Diretor da Apub e docente da Faculdade de Direito da UFBA, Ponciano de Carvalho defendeu a consulta pública como forma de decisão de uma categoria sobre a greve. “Quero dizer que estamos em greve. Acredito no processo político, que pode tecer uma nova teia cultural para que as decisões passem por consultas públicas. Na consulta, a decisão permanece com os professores”, afirmou.

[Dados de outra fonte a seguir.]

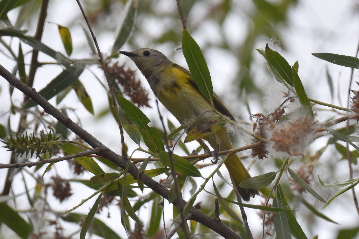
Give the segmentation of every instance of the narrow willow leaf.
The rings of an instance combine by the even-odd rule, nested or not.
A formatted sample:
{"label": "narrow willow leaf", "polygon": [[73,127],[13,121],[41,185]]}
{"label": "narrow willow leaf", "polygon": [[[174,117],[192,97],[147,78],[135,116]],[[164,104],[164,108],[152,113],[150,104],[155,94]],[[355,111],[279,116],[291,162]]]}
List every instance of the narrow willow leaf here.
{"label": "narrow willow leaf", "polygon": [[21,48],[21,42],[19,43],[19,56],[18,57],[18,68],[19,69],[19,76],[23,83],[26,83],[26,72],[25,70],[25,62],[24,61],[24,54]]}
{"label": "narrow willow leaf", "polygon": [[265,50],[267,62],[289,85],[293,86],[293,73],[288,62],[277,52],[269,48],[268,43]]}
{"label": "narrow willow leaf", "polygon": [[103,185],[119,177],[118,173],[100,173],[93,176],[90,179],[90,183],[93,184]]}
{"label": "narrow willow leaf", "polygon": [[[287,200],[285,199],[281,187],[280,186],[278,187],[277,189],[278,190],[277,195],[279,194],[279,197],[280,197],[280,202],[283,207],[287,209],[290,209],[290,207],[289,206],[288,202],[287,202]],[[297,219],[295,218],[295,216],[294,215],[294,212],[293,212],[293,211],[286,211],[285,215],[288,219],[288,223],[292,234],[297,239],[307,239],[307,236],[304,233],[302,227],[300,227],[299,223],[297,221]]]}
{"label": "narrow willow leaf", "polygon": [[5,202],[0,203],[0,220],[24,239],[27,239],[32,228]]}
{"label": "narrow willow leaf", "polygon": [[314,208],[314,207],[309,204],[308,202],[304,200],[304,199],[302,200],[302,202],[303,204],[304,204],[304,206],[307,207],[307,208],[310,210],[312,212],[314,213],[316,216],[319,217],[321,218],[322,218],[326,221],[328,221],[331,223],[335,223],[335,224],[338,224],[338,223],[327,217],[327,216],[324,215],[324,214],[316,210],[316,209]]}
{"label": "narrow willow leaf", "polygon": [[293,81],[294,82],[294,87],[295,89],[295,91],[297,92],[297,95],[299,98],[299,101],[300,102],[300,104],[305,107],[309,111],[309,113],[311,115],[312,117],[314,117],[314,113],[313,113],[313,109],[312,109],[312,105],[311,104],[311,102],[309,101],[308,97],[307,96],[306,91],[304,90],[304,87],[300,79],[298,76],[295,70],[293,68],[292,72],[293,73]]}
{"label": "narrow willow leaf", "polygon": [[326,72],[327,82],[328,82],[328,85],[329,86],[329,89],[330,90],[330,95],[331,96],[332,99],[334,96],[334,89],[333,86],[333,78],[329,73],[329,70],[328,68],[328,67],[326,66]]}
{"label": "narrow willow leaf", "polygon": [[222,128],[227,123],[227,121],[222,119],[213,119],[205,124],[197,125],[187,133],[185,138],[185,143],[197,140],[213,134]]}
{"label": "narrow willow leaf", "polygon": [[95,44],[93,43],[93,38],[89,33],[87,29],[84,27],[82,24],[80,24],[80,25],[81,26],[81,28],[82,28],[82,30],[84,31],[85,35],[86,37],[87,44],[88,44],[89,46],[90,47],[90,48],[91,49],[91,53],[93,54],[95,54],[97,53],[97,51],[95,48]]}
{"label": "narrow willow leaf", "polygon": [[[171,167],[171,163],[168,152],[161,151],[160,152],[159,155],[161,162],[166,166]],[[192,177],[202,176],[198,169],[191,163],[177,154],[172,154],[172,159],[173,161],[174,165],[174,169],[176,173]]]}
{"label": "narrow willow leaf", "polygon": [[247,203],[238,202],[236,202],[232,200],[229,200],[227,199],[224,198],[223,199],[227,201],[228,201],[228,202],[232,202],[232,203],[235,204],[237,204],[237,205],[239,205],[239,206],[242,206],[245,207],[253,208],[253,209],[258,209],[258,210],[262,210],[262,211],[268,211],[270,212],[282,212],[293,211],[293,210],[291,210],[290,209],[286,209],[283,208],[282,207],[273,207],[261,206],[261,205],[248,204]]}
{"label": "narrow willow leaf", "polygon": [[[177,177],[177,185],[178,185],[177,189],[178,191],[181,193],[181,190],[183,188],[186,182],[186,180],[187,178],[187,176],[186,175],[178,175]],[[176,187],[174,187],[174,183],[172,183],[171,186],[171,188],[169,189],[169,192],[168,193],[168,202],[172,203],[174,202],[177,198],[177,195],[176,194]]]}
{"label": "narrow willow leaf", "polygon": [[6,137],[6,129],[5,127],[0,124],[0,138],[4,138]]}
{"label": "narrow willow leaf", "polygon": [[117,25],[121,26],[117,37],[112,47],[112,54],[118,55],[117,51],[123,46],[130,36],[133,27],[137,9],[137,1],[129,0],[127,1],[121,13],[122,18]]}
{"label": "narrow willow leaf", "polygon": [[247,179],[239,184],[239,186],[244,188],[258,190],[267,187],[271,183],[277,175],[277,172],[271,172]]}
{"label": "narrow willow leaf", "polygon": [[121,239],[121,238],[117,233],[97,218],[94,218],[92,220],[91,231],[92,233],[102,238]]}
{"label": "narrow willow leaf", "polygon": [[[192,206],[193,206],[193,205],[195,204],[195,201],[196,201],[196,199],[197,198],[197,195],[194,194],[192,195],[192,196],[191,197],[190,200],[188,200],[187,202],[185,205],[185,206],[183,207],[183,216],[185,219],[186,217],[187,216],[187,215],[188,214],[190,213],[190,211],[191,211],[191,209],[192,208]],[[174,208],[177,208],[177,207],[174,207]],[[175,215],[174,214],[173,216],[174,216]],[[178,213],[177,215],[176,216],[176,217],[173,217],[174,219],[173,220],[173,222],[172,223],[172,224],[174,223],[178,223],[178,222],[181,221],[181,218],[180,215]],[[187,223],[185,224],[187,225]]]}
{"label": "narrow willow leaf", "polygon": [[[61,148],[68,154],[72,154],[84,150],[83,149],[69,143],[64,143],[61,147]],[[75,158],[75,160],[85,169],[95,175],[105,172],[92,157],[78,157]]]}
{"label": "narrow willow leaf", "polygon": [[314,191],[313,188],[309,186],[309,185],[306,183],[304,180],[302,179],[302,178],[298,176],[294,171],[292,170],[290,168],[288,168],[288,172],[289,175],[294,180],[297,182],[298,184],[301,186],[303,188],[305,189],[308,192],[312,195],[318,200],[321,201],[323,202],[327,203],[325,200],[317,192]]}
{"label": "narrow willow leaf", "polygon": [[84,85],[78,79],[75,81],[75,82],[71,85],[72,89],[75,90],[80,102],[82,104],[85,108],[90,114],[94,114],[93,107],[92,106],[92,102],[91,102],[91,98],[85,89]]}
{"label": "narrow willow leaf", "polygon": [[[76,67],[71,67],[64,70],[49,83],[39,94],[46,100],[50,100],[74,82],[84,71],[84,66],[76,64]],[[37,103],[31,100],[24,106],[25,109],[37,105]]]}
{"label": "narrow willow leaf", "polygon": [[[156,176],[158,176],[158,175],[161,175],[162,173],[167,173],[169,170],[169,168],[154,168],[153,169],[148,169],[147,170],[145,170],[145,174],[149,177],[153,178],[154,177],[155,177]],[[123,177],[121,177],[120,178],[118,179],[118,180],[121,183],[121,184],[123,184]],[[86,183],[86,182],[88,182],[88,180],[87,181],[87,182],[83,182],[82,183],[84,183],[87,186],[88,186],[87,184]],[[128,186],[131,184],[133,184],[133,183],[135,183],[137,182],[137,180],[135,179],[134,178],[133,176],[130,175],[127,175],[126,176],[126,178],[125,179],[125,181],[124,182],[124,185],[126,186]],[[88,186],[91,187],[91,185]],[[105,191],[111,191],[113,190],[116,190],[117,189],[117,182],[114,182],[113,183],[112,183],[110,186],[107,187],[105,189]]]}
{"label": "narrow willow leaf", "polygon": [[[277,193],[273,200],[273,206],[276,207],[283,207],[280,195],[278,189],[280,186],[278,185]],[[285,212],[276,212],[273,218],[274,229],[277,238],[279,239],[292,239],[290,229],[289,229],[288,219]]]}
{"label": "narrow willow leaf", "polygon": [[[117,94],[118,100],[119,97],[121,97],[122,96],[120,95]],[[112,101],[112,99],[109,98],[109,100]],[[112,105],[112,103],[109,103],[110,105]],[[120,118],[120,122],[121,122],[121,125],[130,136],[130,138],[137,144],[139,145],[141,143],[141,134],[140,131],[125,111],[120,107],[118,107],[118,117]]]}
{"label": "narrow willow leaf", "polygon": [[216,196],[217,197],[217,199],[218,200],[218,202],[219,202],[219,204],[221,205],[221,206],[224,210],[228,214],[230,217],[240,222],[241,223],[242,223],[242,221],[241,221],[239,218],[237,216],[237,214],[236,214],[236,212],[234,212],[229,206],[228,205],[227,203],[223,199],[222,196],[221,196],[220,193],[219,193],[219,191],[218,191],[218,190],[217,188],[217,187],[216,186],[216,185],[214,184],[214,181],[212,180],[212,182],[213,184],[213,188],[214,189],[214,193],[216,194]]}
{"label": "narrow willow leaf", "polygon": [[96,211],[97,210],[97,207],[98,206],[98,204],[100,202],[100,200],[102,196],[102,193],[99,195],[93,206],[92,206],[92,207],[89,212],[89,214],[87,214],[86,218],[85,219],[84,223],[82,225],[82,228],[81,228],[81,231],[80,233],[80,239],[85,239],[85,236],[86,235],[86,233],[87,233],[87,229],[90,226],[90,224],[92,220],[92,219],[93,218],[93,216],[95,215],[95,214],[96,213]]}
{"label": "narrow willow leaf", "polygon": [[123,207],[125,210],[126,210],[127,213],[129,214],[129,216],[131,217],[131,218],[133,219],[135,221],[139,224],[142,225],[142,223],[140,219],[138,218],[138,217],[137,216],[137,215],[136,215],[136,213],[132,207],[132,206],[131,206],[131,204],[130,203],[130,201],[129,200],[129,199],[127,197],[126,193],[123,193],[122,186],[119,182],[118,182],[117,186],[118,188],[119,195],[121,197],[121,201],[122,202],[121,205]]}
{"label": "narrow willow leaf", "polygon": [[135,211],[138,211],[142,207],[142,206],[145,203],[150,202],[154,200],[156,197],[159,196],[159,195],[158,194],[154,192],[153,191],[152,192],[150,193],[149,195],[147,195],[144,197],[140,198],[140,199],[137,200],[134,205],[133,207],[134,210]]}
{"label": "narrow willow leaf", "polygon": [[71,34],[70,33],[69,28],[66,27],[63,27],[57,24],[59,28],[59,32],[61,37],[61,40],[62,44],[65,48],[65,51],[67,56],[70,56],[72,53],[72,39],[71,38]]}
{"label": "narrow willow leaf", "polygon": [[208,67],[199,46],[186,29],[183,30],[182,49],[195,82],[203,95],[211,102],[213,88]]}
{"label": "narrow willow leaf", "polygon": [[[78,79],[77,80],[79,80]],[[58,105],[60,104],[62,100],[66,97],[66,96],[69,94],[71,90],[72,90],[72,87],[71,85],[69,85],[65,88],[65,90],[57,94],[56,96],[56,104]]]}
{"label": "narrow willow leaf", "polygon": [[151,210],[151,223],[149,224],[147,232],[147,238],[151,238],[157,232],[159,228],[162,216],[162,207],[159,205],[159,197],[156,197],[153,200]]}
{"label": "narrow willow leaf", "polygon": [[138,173],[137,175],[137,184],[138,187],[143,192],[143,180],[141,176],[145,173],[146,167],[147,167],[147,164],[151,159],[151,156],[148,157],[142,163],[140,168],[138,169]]}
{"label": "narrow willow leaf", "polygon": [[320,179],[319,177],[319,175],[318,176],[318,178],[319,180],[319,182],[320,184],[322,185],[322,186],[324,186],[326,187],[334,187],[334,188],[340,188],[343,187],[345,187],[346,186],[348,186],[348,185],[350,185],[358,180],[358,179],[350,179],[347,181],[345,181],[344,182],[335,182],[334,183],[326,183],[322,181],[322,180]]}
{"label": "narrow willow leaf", "polygon": [[51,167],[52,167],[52,165],[53,165],[54,164],[55,164],[55,162],[50,163],[48,164],[48,165],[47,165],[47,167],[45,169],[45,171],[44,171],[44,172],[43,173],[42,173],[42,177],[43,177],[43,176],[45,175],[45,174],[48,171],[50,170],[50,169],[51,168]]}
{"label": "narrow willow leaf", "polygon": [[353,187],[356,186],[356,185],[357,185],[358,183],[359,183],[359,179],[357,180],[355,182],[354,182],[354,183],[353,183],[352,184],[349,185],[349,186],[348,186],[345,188],[342,189],[341,190],[340,190],[340,191],[336,193],[335,195],[332,197],[330,199],[328,200],[328,202],[326,203],[326,204],[324,205],[324,206],[323,206],[323,207],[322,208],[322,209],[324,209],[325,207],[326,207],[326,206],[328,205],[329,205],[329,204],[332,201],[334,200],[336,197],[339,195],[340,195],[341,194],[344,193],[344,192],[346,192],[348,190],[351,189]]}
{"label": "narrow willow leaf", "polygon": [[341,140],[344,142],[346,142],[352,146],[353,147],[354,147],[354,148],[355,148],[356,150],[359,151],[359,147],[352,143],[350,140],[348,138],[344,135],[341,134],[338,131],[337,131],[334,129],[333,129],[331,128],[326,127],[325,129],[329,131],[329,133],[331,134],[334,137],[336,137],[339,140]]}
{"label": "narrow willow leaf", "polygon": [[347,67],[359,69],[359,59],[356,57],[333,53],[312,53],[312,54],[331,63]]}
{"label": "narrow willow leaf", "polygon": [[[155,128],[150,128],[147,125],[150,122],[150,120],[147,116],[135,105],[122,96],[117,95],[117,98],[122,109],[140,130],[140,132],[141,133],[143,133],[143,129],[146,131],[145,136],[148,137],[148,139],[150,139],[150,141],[151,141],[154,144],[151,145],[153,147],[152,149],[154,150],[153,152],[157,152],[154,151],[155,148],[159,150],[164,150],[162,139],[158,131]],[[150,141],[148,142],[149,142]],[[148,147],[148,145],[147,146]]]}

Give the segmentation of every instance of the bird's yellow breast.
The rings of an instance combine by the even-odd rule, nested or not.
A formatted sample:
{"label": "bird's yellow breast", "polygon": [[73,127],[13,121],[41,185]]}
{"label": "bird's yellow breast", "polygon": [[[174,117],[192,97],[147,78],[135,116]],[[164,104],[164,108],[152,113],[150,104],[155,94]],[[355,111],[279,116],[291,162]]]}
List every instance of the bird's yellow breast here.
{"label": "bird's yellow breast", "polygon": [[[166,67],[160,71],[159,76],[157,97],[181,124],[187,124],[213,109],[209,101],[194,86],[190,75],[182,69]],[[209,114],[216,115],[214,112]]]}

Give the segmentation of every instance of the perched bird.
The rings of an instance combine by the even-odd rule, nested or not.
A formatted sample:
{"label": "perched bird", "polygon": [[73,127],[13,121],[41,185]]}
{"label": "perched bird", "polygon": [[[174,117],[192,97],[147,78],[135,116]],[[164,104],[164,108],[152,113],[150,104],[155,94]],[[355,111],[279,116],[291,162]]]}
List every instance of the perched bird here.
{"label": "perched bird", "polygon": [[[172,62],[161,52],[148,48],[120,52],[135,62],[159,101],[185,128],[189,125],[188,130],[196,126],[205,125],[210,120],[221,117],[213,110],[210,101],[201,93],[191,73]],[[232,120],[235,120],[214,93],[213,101],[218,112]],[[233,148],[225,127],[206,135],[203,139],[215,150]],[[203,141],[199,142],[202,146],[206,147],[203,145]],[[251,176],[237,154],[229,156],[225,164],[233,183],[243,200],[248,201],[251,197],[259,195],[257,190],[244,188],[238,186]]]}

Ele disse que as assembleias devem ter o plebiscito como forma complementar de deliberação. “A assembleia deve criar o enunciado de um plebiscito ou referendo. Não há oposição à lei de greve, porque os trabalhadores continuam decidindo”. O docente ainda questionou os contrários a deliberações fora de assembleia: “Por que pode haver uma assembleia híbrida e não pode haver uma assembleia que se estenda no tempo, que elabore um plebiscito? O caminho natural da mudança de cultura sobre deflagração ou cessação de uma greve passa por estender as decisões para todo o seu corpo docente. Temos que ter cuidado para não criar uma democracia apenas de pessoas mobilizadas, cuja decisão de greve acontece em espaços esvaziados”.
Cientista político da UFBA, o professor Wendel Cintra contou que a assembleia que deflagrou a greve naquela universidade contou com cerca de 5% do corpo docente da instituição. “Essa ideia de estar presente exclui uma grande parcela da decisão. Há uma restrição da participação política. Quem é refratário à consulta pública, tem que justificar por que quem está presente toma a melhor decisão”.
Renato Francisquini, também professor de Ciência Política da UFBA, explicou o que diferencia os grupos que atuam no movimento docente. Seriam as noções de civismo e plebeísmo. “O ideal cívico supõe a existência de certos laços profundos entre aqueles que são iguais. Já para o ideal plebeísta, a igualdade está vinculada a um direito, sustentada pela premissa de que uma pessoa, por estar obrigada a seguir as normas que são definidas por uma determinada comunidade, deve ter o direito de participar da agência coletiva que autoriza essas normas. São dois arranjos institucionais diferentes”, disse.
Levado ao extremo, o ideal cívico reduziria a participação nas decisões. “A soberania absoluta das assembleias vai de encontro ao ideal de cidadania democrática, porque exclui parte significativa dos colegas”.